Устинов пожелал ему добра:
– Спи, солнышко, до завтрева! Завтре, бог даст, увидимся сызнова!
Устинов не сильно верил в бога, не без конца, но чтобы не верил совсем - тоже нельзя было сказать. Бог должен быть, но только не такой уж он главный, как попы рассказывают. Солнце, к примеру, всегда казалось Устинову главнее - от него ведь всё живое идет, да и мертвое, может быть, тоже. Могло, конечно, случиться, что именно бог когда-то зажег солнце, но это было так давно, что забылось всеми, и самим богом - тоже, и вот он уже, как и всякая прочая душа, греется под солнышком, и радуется ему, и благодарит его за тепло и свет. Другое дело, что по-своему радуется, по-божьи.

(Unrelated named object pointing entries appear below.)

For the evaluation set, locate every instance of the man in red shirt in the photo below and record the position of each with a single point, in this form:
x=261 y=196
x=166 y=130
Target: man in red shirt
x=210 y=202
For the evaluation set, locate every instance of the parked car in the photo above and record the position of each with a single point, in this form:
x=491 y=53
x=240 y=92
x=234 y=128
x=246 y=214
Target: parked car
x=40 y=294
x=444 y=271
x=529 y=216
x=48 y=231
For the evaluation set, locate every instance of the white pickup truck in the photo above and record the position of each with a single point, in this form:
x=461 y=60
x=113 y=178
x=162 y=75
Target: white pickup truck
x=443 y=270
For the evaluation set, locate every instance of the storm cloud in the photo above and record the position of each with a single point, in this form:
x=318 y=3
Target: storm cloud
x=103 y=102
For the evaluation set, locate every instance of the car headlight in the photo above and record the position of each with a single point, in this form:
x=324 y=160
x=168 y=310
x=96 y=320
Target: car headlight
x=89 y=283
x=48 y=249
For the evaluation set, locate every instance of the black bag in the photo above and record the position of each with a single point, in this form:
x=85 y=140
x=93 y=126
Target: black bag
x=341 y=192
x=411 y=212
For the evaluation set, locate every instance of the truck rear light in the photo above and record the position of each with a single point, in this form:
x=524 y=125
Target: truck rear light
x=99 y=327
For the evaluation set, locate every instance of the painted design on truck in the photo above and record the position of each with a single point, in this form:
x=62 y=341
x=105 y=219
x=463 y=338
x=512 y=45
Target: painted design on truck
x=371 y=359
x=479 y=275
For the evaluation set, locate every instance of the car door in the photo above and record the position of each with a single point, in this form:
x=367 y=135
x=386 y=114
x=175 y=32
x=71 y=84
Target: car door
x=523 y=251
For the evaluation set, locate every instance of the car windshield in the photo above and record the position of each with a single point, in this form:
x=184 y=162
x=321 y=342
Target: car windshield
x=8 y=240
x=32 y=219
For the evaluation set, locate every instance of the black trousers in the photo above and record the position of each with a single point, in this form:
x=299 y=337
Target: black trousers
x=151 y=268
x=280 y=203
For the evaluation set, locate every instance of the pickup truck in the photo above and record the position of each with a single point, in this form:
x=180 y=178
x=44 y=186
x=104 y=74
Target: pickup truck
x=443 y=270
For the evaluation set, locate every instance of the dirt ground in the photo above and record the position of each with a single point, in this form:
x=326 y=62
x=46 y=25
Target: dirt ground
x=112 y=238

Вот так. А представить себе бога в виде самого наибольшего начальника, да еще - и самого строгого, Устинову не было охоты. Вернее всего, бог был мужиком.
Кем же ему еще быть? Не рабочим же от станка в дыму и в копоти, не чиновником с кокар-дой на голове, не пузатым купчиной, не попом и не монахом?! Монахи и попы, те больше всего к словам и к молитвам склонны, а к делу - нет, а этот вон чего натворил-наделал - весь белый свет!
Больше, чем бог, к земле и к пашне, к самой первой борозде, к изначальности человечьего труда тоже никто не может быть причастен. И вот, как ни прикинь, а должен он быть очень похожим на мужика, на пахаря, другого выхода у него нет.
Поэтому Устинову было очень приятно от своего и от божьего имени одновременно осенять солнце крестным знамением, угождать ему, а заодно и себе: приятно сделать кому-то хорошее! Сегодня сделал, завтра сделал, а там уже и напомнил: а теперь сделай хорошо и для меня! Приятно на второй, на третий, на десятый раз думать, что вот сколько сделано: и солнце, и земля, и самая разная жизнь, так что осталось не так уж и много - навести в этой жизни порядок и разумение. Многое ли это по сравнению с тем, что уже сделано? Да пустяки! А когда так, то и надо сделать - хорошо наладить жернова да и перемолоть всякую неразбериху в разбериху, войну - в мир, беззаконие, хотя бы и лесное, - в строгий, но справедливый закон.
Еще надо сделать, чтобы Зинаида Панкратова не блукала бы ни с того ни с сего по степи на своем пегашке-кобыле.
Не мутила бы душу себе и другим.
Глава шестая
ГРИШКА СУХИХ- ГОСТЬ
В устиновском хозяйстве было три лошади: Груня, Соловко и Моркошка.
Кобыла Груня уже в годах, на пашне работала только в страду весной и осенью. Баба, так баба и есть - забот у нее не столько на пашне, сколько дома: воды привезти, дровишек из леса, сена с лугов, ну и на базар в Крушиху съездить она тоже умела и понимала, как это делается. Оставляй ее на базаре с возом хоть на целый день - она с места не тронется, ни за кем не увяжется, хозяина не подведет, если он отлучится куда-то.